Discuss the areas Simmel, Weber, and Parsons influenced within Blau’s body of work. Also explain the areas where Blau and Homans’s respective works coincide and deviate from one another.
What will be an ideal response?
Blau shared Simmel’s commitment to uncovering the basic forms of interaction through which individuals pursue their interests. Likewise he would endorse Simmel’s assertion that in exchange relations lay “the purest and most concentrated form of all human interactions” (1900/1971:43). his analysis of society’s structural properties was most influenced by Max Weber (1864–1920) and Talcott Parsons. From them he developed his analysis of the role of power and norms of legitimation in shaping group processes. Following the work of both Weber and Talcott Parsons, Blau argues that legitimate authority—a superior’s right to demand compliance from subordinates and their willing obedience—is based on shared norms that constrain an individual’s response to issued directives.

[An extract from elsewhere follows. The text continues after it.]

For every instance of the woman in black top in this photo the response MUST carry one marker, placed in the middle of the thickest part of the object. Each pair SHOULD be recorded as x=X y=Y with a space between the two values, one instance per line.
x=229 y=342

Like Homans, Blau was interested in examining the processes that guide face-to-face interaction. And like Homans, Blau argued that such interaction is shaped by a reciprocal exchange of rewards, both tangible and intangible. On these points, Homans was an important influence on Blau’s work. However, the differences between the two exchange theorists outnumber the similarities. While Homans was interested in studying exchange relations in order to uncover the behaviorist principles that underlie interaction, Blau sought to derive from his analysis of social interaction a better understanding of the complex institutions and organizations that develop out of simpler exchange relations between individuals. Moreover, Blau not only abandoned Homans’s brand of behavioral psychology, but in recognizing that imbalances of rewards and costs often pervade exchange relations, he also emphasized the role that power, inequality, and norms of legitimation play in interaction.